Then the nosey part of me finds myself blurting out of nowhere, ‘So after your parents broke up, your mum got custody of Harry?’
‘That’s right. In fact, the apartment you called to yesterday is actually where we all grew up. Mom and Dad lived there with Harry long after I’d fled the coop, but as soon as Dad took off and Mom took charge of Harry, it felt wrong of me to be living this bachelor lifestyle in my own apartment downtown. So even though I still have my own place, I just thought the right and proper thing to do was to take care of everythi
ng for my family: the rent, the bills, all of that. It just wasn’t fair on Mom to have to deal with a broken marriage and a teenage kid on top of all that too. Particularly all on her own, when she already works part-time as it is.’

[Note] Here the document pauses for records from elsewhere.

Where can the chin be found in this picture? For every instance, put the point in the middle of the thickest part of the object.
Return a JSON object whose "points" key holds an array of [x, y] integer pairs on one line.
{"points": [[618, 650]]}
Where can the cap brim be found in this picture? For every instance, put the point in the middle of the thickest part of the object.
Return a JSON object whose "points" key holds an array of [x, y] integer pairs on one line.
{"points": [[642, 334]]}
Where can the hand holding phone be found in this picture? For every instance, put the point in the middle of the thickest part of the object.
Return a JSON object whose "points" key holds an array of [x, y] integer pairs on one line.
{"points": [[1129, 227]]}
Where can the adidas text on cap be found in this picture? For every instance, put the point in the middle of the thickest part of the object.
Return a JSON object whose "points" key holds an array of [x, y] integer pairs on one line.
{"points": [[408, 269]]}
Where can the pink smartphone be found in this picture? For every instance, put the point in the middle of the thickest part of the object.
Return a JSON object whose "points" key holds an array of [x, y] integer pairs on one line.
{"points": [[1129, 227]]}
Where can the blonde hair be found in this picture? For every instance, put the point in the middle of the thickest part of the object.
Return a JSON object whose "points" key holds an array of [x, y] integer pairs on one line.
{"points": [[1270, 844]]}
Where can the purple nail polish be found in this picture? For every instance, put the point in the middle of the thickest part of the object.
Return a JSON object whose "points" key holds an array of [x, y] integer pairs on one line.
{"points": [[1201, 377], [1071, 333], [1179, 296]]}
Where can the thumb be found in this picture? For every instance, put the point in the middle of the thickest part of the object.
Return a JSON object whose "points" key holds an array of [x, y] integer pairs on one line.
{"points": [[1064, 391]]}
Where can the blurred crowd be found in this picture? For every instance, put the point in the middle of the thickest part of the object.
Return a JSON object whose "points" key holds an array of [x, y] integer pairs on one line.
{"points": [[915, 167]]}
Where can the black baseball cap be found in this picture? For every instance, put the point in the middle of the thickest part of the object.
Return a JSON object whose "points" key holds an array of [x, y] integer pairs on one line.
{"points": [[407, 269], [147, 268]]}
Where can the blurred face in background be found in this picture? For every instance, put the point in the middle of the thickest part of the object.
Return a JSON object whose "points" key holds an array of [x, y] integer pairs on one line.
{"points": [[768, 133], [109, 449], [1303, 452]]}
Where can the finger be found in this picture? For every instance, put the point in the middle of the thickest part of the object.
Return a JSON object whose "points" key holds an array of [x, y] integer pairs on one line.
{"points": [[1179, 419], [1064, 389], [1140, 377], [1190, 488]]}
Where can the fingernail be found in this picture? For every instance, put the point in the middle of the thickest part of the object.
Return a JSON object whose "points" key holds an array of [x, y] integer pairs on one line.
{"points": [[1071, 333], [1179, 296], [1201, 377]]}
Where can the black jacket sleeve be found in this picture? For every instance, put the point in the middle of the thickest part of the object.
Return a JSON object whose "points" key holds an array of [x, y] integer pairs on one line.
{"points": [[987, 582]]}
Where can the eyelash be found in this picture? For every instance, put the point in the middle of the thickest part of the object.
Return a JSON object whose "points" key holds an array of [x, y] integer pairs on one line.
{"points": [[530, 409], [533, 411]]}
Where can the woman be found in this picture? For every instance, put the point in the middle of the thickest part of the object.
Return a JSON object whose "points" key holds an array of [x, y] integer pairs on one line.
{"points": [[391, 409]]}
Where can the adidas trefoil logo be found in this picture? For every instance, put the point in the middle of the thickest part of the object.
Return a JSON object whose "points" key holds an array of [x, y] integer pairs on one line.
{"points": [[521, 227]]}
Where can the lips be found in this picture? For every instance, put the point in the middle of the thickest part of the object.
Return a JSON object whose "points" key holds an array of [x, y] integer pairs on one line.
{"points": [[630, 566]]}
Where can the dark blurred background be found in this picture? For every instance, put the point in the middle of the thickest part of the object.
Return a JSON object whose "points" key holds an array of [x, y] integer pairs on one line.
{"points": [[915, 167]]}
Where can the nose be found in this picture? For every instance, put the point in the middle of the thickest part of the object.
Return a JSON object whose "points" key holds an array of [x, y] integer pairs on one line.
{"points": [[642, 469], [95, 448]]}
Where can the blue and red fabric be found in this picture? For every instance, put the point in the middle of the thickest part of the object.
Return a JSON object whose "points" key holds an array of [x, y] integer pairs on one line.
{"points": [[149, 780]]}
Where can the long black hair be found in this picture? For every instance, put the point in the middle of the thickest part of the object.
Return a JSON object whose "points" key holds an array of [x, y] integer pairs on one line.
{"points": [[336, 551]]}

‘She must have had you so young.’
‘She was barely twenty-five and just newly married when I came along, so she and I have always been super-close. Harry was a bit of a surprise when he eventually arrived after all those years, but as Mom says, she hoped he’d be a kind of glue-baby for her and Dad. Yet another thing that wasn’t to be,’ he shrugs.
‘I think it’s really great of you to take care of them both the way you do,’ I tell him sincerely, touched by his unselfishness.
‘Anyone would do the same,’ he shrugs. ‘After all, family is family. But come on, tell me about your folks. Don’t they miss having you home for the holidays? Don’t you miss them?’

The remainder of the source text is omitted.